Correlation Between Muon $g-2$ and $\mu\rightarrow{e}{\gamma}$

TL;DR

This paper examines the tension between explaining the muon g-2 anomaly and the constraints from the mu to e gamma decay, proposing mechanisms to reconcile these conflicting observations within new physics models.

Contribution

It summarizes one-loop contributions to muon g-2 and introduces two general methods, GIM mechanism and non-universal couplings, to resolve the conflict with mu to e gamma constraints.

Findings

GIM mechanism can suppress mu to e gamma decay

Non-universal couplings can reconcile g-2 with decay constraints

Scalar leptoquark model illustrates non-universal coupling approach

Abstract

While the muon $g-2$ anomaly can be successfully explained by some new physics models, most of them are severely constrained by the $\mu \to e \gamma$ bound. This tension is more transparent from the effective field theory perspective, in which the two phenomena are encoded in two very similar operators. However, with the ${\cal O}(1)$ Wilson coefficients, the current upper bound on $\mu \to e \gamma$ indicates a new-physics cutoff scale five orders smaller than that needed to eliminate the $(g-2)_\mu$ anomaly.
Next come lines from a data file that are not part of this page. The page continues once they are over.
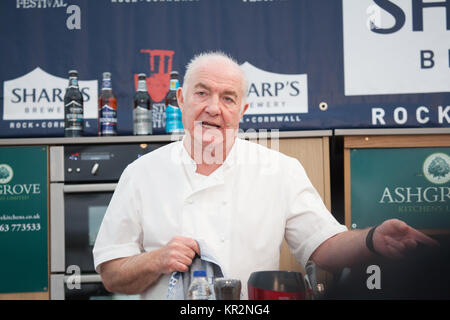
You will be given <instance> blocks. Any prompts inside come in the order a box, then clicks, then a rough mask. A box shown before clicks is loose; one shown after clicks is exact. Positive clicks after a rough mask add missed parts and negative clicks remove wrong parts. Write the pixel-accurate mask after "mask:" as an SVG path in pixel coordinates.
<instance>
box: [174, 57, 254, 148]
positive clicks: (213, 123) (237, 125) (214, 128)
mask: <svg viewBox="0 0 450 320" xmlns="http://www.w3.org/2000/svg"><path fill="white" fill-rule="evenodd" d="M186 90H187V91H186V92H185V93H184V96H183V93H182V89H181V88H180V89H179V90H178V92H177V98H178V103H179V106H180V108H181V111H182V114H183V127H184V129H185V130H186V131H187V132H188V133H189V134H190V135H191V137H192V138H193V140H194V143H195V144H197V145H201V146H202V148H204V147H206V146H207V145H210V144H211V143H213V144H214V145H222V143H224V142H227V143H229V142H231V141H226V138H227V134H228V137H230V133H231V134H232V133H235V132H236V131H237V129H238V128H239V120H240V118H241V117H242V116H243V114H244V112H245V110H247V107H248V105H245V107H244V108H241V107H242V103H243V101H244V97H243V92H242V78H241V75H240V70H236V69H235V68H233V67H231V66H230V65H229V64H228V63H225V62H224V61H208V62H205V63H203V64H202V65H200V66H197V67H196V68H195V69H194V70H193V72H192V75H191V78H190V82H189V86H188V87H187V89H186ZM233 139H234V136H233ZM233 141H234V140H233Z"/></svg>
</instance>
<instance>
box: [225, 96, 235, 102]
mask: <svg viewBox="0 0 450 320" xmlns="http://www.w3.org/2000/svg"><path fill="white" fill-rule="evenodd" d="M224 99H225V101H226V102H228V103H234V99H233V98H231V97H225V98H224Z"/></svg>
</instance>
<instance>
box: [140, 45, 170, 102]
mask: <svg viewBox="0 0 450 320" xmlns="http://www.w3.org/2000/svg"><path fill="white" fill-rule="evenodd" d="M141 53H148V54H149V56H150V73H149V74H150V76H149V77H147V88H148V89H147V90H148V93H149V94H150V97H151V98H152V100H153V101H155V102H160V101H162V100H163V99H164V98H165V97H166V95H167V92H168V91H169V83H170V72H171V71H172V61H173V55H174V54H175V51H172V50H150V49H141ZM155 59H156V60H159V63H158V65H157V68H156V70H155ZM137 82H138V75H137V74H135V75H134V85H135V88H137Z"/></svg>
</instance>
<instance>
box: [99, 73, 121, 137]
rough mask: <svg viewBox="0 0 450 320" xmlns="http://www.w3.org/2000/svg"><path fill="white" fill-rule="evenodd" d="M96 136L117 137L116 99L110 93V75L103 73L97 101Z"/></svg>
mask: <svg viewBox="0 0 450 320" xmlns="http://www.w3.org/2000/svg"><path fill="white" fill-rule="evenodd" d="M97 123H98V135H99V136H115V135H117V99H116V97H115V96H114V94H113V92H112V86H111V73H110V72H104V73H103V81H102V90H101V93H100V97H99V99H98V122H97Z"/></svg>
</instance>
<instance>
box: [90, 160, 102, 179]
mask: <svg viewBox="0 0 450 320" xmlns="http://www.w3.org/2000/svg"><path fill="white" fill-rule="evenodd" d="M99 167H100V165H99V164H98V163H97V162H96V163H94V165H93V166H92V169H91V173H92V175H94V176H95V175H96V174H97V172H98V168H99Z"/></svg>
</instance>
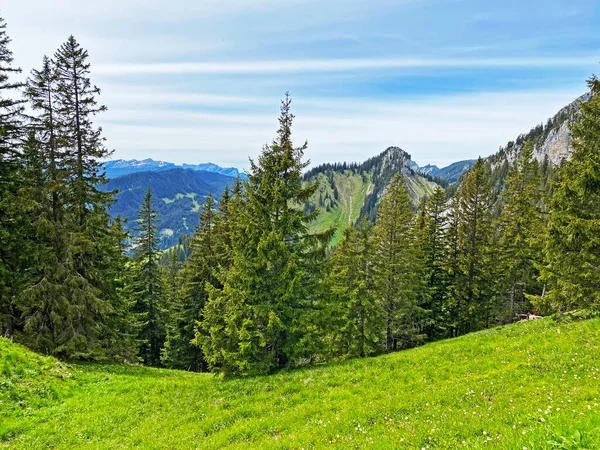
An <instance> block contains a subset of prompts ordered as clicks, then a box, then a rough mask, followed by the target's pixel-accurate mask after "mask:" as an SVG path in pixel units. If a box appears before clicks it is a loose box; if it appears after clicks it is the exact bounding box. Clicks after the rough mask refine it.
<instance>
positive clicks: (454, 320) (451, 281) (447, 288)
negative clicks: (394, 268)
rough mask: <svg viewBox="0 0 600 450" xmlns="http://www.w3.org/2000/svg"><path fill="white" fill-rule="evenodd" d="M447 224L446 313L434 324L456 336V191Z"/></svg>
mask: <svg viewBox="0 0 600 450" xmlns="http://www.w3.org/2000/svg"><path fill="white" fill-rule="evenodd" d="M447 218H448V222H447V223H448V225H447V228H446V233H445V234H446V261H445V264H444V269H445V271H446V273H447V274H448V288H447V290H446V293H447V294H446V295H447V302H446V304H447V311H448V313H447V315H446V316H445V317H443V319H444V320H443V321H442V320H440V319H438V320H437V323H436V326H438V327H440V326H441V327H443V328H446V329H447V336H449V337H456V336H457V335H458V334H459V331H460V328H459V321H460V318H461V314H460V307H461V305H460V302H459V297H458V294H459V288H458V283H459V282H460V281H461V276H460V275H461V268H460V259H461V258H460V255H461V248H460V240H459V236H460V235H459V230H460V223H461V220H462V215H461V212H460V198H459V193H458V192H456V193H455V195H454V197H452V198H451V199H450V200H449V202H448V216H447Z"/></svg>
By summarizing all the formulae from the one-loop contributions to the muon $g-2$ with the internal-particle spin not larger than 1, we point out two general methods to reconcile the conflict between the muon $g-2$ and $\mu \to e \gamma$: the GIM mechanism and the non-universal couplings. For the latter method, we use a simple scalar leptoquark model as an illustration.